The fall in stock prices is cautionary, not necessarily calculated; there is no reliable way of calculating. Faced with the unknown, all you can do is to go into cash.
Economics deals with systematic interaction between variables—supply, demand, investment, and consumption. Statistical tools that economists deploy add the idea of random variables—’shocks’—to these variables. Yet, even after nearly a hundred years of the development of econometrics, the treatment of random shocks remains quite naive. Economists overuse the normal distribution—the bell curve—to model the influence of systematic variables, filtering out the random shocks. The logic is that most shocks are small in size, and not too far away from the average prediction. The large shocks are far away from the average, and less and less likely. The measure is standard deviation—sigma. Ninety-five percent of shocks are within two sigmas. QA four or seven sigma shock is extremely unlikely. (Whether one should allow for three sigma risks or something much larger was at the heart of the dispute about RBI’s reserves).
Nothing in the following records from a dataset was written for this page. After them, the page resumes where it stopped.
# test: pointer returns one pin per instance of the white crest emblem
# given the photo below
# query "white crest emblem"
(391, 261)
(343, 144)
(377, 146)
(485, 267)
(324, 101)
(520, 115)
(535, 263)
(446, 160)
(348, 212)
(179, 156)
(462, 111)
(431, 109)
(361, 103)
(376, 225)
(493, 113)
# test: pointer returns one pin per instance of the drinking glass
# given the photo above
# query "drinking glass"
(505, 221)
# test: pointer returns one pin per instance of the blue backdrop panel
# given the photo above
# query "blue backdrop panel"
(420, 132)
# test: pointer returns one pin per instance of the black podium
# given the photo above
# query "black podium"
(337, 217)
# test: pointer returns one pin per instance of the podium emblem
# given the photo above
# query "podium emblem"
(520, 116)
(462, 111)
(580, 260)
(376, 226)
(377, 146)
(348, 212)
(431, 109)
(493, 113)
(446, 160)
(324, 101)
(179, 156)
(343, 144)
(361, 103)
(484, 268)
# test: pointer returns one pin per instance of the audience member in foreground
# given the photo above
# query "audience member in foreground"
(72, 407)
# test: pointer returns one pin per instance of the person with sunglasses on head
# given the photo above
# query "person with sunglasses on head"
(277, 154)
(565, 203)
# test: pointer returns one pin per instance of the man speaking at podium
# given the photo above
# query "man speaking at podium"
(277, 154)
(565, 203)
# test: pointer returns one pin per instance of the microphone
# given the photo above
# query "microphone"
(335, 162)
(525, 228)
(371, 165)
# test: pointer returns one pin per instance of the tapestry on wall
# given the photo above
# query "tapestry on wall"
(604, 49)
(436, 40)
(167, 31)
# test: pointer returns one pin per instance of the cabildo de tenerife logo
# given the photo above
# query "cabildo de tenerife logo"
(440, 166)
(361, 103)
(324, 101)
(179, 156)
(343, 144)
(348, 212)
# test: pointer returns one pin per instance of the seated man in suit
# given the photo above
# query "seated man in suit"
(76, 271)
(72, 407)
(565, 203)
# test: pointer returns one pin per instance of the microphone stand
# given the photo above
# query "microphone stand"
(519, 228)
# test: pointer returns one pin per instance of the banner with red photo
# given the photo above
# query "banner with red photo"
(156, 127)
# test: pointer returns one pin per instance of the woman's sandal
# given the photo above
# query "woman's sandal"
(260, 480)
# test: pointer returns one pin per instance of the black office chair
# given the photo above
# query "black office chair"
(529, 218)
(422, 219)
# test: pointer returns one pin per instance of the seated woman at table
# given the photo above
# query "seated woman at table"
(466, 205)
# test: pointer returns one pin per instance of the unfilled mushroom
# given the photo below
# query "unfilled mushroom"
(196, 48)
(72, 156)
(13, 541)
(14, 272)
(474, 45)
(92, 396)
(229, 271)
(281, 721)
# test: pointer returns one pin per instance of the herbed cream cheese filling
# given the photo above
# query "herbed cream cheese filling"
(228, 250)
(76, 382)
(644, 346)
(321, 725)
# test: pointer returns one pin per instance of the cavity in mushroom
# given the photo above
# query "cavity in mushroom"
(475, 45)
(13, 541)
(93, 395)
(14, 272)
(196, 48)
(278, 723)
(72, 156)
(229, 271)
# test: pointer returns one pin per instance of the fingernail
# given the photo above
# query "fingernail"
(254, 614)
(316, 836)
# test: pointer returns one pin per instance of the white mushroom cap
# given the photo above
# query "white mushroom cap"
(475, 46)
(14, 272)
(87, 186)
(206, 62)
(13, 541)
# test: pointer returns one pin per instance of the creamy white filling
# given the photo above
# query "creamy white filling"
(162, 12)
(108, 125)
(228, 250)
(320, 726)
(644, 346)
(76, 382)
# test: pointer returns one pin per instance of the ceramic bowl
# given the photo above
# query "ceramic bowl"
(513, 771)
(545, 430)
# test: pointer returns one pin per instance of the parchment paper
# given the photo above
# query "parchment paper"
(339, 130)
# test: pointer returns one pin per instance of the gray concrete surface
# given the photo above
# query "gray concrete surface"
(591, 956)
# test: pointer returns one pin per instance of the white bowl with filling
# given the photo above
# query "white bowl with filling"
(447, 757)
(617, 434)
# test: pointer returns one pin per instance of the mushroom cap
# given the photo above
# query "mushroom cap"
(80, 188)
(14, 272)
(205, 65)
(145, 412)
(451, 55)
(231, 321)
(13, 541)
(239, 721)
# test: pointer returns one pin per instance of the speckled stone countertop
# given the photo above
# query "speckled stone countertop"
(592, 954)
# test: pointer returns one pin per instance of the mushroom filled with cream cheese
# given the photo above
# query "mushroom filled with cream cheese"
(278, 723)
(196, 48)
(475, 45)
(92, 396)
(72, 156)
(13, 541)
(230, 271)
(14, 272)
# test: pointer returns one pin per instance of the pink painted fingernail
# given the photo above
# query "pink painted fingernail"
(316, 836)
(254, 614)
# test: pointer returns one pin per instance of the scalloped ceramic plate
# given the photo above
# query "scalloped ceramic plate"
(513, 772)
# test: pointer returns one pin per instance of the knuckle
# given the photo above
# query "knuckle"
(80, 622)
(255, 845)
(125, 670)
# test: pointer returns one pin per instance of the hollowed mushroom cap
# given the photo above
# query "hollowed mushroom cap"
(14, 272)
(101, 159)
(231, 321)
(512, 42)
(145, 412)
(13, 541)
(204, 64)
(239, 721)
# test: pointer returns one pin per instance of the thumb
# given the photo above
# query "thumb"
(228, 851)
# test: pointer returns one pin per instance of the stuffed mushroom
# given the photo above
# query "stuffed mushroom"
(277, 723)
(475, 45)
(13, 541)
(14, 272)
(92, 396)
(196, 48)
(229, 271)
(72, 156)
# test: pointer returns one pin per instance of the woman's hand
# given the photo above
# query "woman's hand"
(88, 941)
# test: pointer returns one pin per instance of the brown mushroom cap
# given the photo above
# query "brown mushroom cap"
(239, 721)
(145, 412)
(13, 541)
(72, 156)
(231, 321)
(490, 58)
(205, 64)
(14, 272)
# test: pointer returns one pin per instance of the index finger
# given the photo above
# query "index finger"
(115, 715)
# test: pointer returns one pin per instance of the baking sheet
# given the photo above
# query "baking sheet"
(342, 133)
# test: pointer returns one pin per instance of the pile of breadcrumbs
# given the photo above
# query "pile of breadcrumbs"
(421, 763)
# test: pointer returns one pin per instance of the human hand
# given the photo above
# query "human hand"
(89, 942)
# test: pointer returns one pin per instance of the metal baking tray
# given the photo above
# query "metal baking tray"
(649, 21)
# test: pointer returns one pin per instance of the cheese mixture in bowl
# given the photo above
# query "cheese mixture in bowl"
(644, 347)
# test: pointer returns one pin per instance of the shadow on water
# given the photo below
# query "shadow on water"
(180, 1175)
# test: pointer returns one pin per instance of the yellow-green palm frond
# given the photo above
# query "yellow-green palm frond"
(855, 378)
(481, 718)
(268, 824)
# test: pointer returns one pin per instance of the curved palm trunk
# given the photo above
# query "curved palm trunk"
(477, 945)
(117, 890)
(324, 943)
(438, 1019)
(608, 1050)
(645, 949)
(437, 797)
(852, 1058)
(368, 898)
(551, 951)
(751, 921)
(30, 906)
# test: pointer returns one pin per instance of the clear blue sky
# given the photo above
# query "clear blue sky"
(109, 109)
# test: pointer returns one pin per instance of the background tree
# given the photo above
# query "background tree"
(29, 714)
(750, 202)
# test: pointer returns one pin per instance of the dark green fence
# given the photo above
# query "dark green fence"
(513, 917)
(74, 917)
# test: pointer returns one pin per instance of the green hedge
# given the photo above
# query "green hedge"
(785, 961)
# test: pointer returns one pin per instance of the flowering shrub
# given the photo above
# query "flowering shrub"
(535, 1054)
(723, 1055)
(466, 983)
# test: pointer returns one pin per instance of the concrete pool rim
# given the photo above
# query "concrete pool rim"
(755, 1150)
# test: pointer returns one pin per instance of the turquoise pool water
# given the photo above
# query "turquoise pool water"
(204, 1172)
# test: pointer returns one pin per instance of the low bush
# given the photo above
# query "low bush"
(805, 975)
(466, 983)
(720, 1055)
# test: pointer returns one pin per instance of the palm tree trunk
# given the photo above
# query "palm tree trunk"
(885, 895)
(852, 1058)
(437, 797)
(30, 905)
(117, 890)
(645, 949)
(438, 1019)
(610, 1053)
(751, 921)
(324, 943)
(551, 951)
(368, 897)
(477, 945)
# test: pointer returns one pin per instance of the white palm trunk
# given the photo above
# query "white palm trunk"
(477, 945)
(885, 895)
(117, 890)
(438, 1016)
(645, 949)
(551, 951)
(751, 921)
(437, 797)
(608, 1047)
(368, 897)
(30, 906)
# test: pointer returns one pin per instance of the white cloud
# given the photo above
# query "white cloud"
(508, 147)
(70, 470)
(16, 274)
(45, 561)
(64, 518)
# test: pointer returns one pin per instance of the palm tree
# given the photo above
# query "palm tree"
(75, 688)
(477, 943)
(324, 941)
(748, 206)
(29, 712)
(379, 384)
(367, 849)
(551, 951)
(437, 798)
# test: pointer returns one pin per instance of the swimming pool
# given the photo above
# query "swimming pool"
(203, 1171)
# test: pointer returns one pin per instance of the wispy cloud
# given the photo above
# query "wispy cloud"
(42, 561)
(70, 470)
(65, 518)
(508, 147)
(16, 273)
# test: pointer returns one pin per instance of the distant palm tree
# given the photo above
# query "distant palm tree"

Benoit Mandelbrot, the French mathematician, tried for decades to convince econometricians that the distribution of random variables may be non-normal, involving fractals. He was ignored as either too naive or too sophisticated to be useful, especially for econometric analysis of stock market data, where data are ample. The idea of efficient markets—that markets can absorb all information and help agents make rational decisions—discovered by Eugene Fama prevailed and got him a Nobel Prize.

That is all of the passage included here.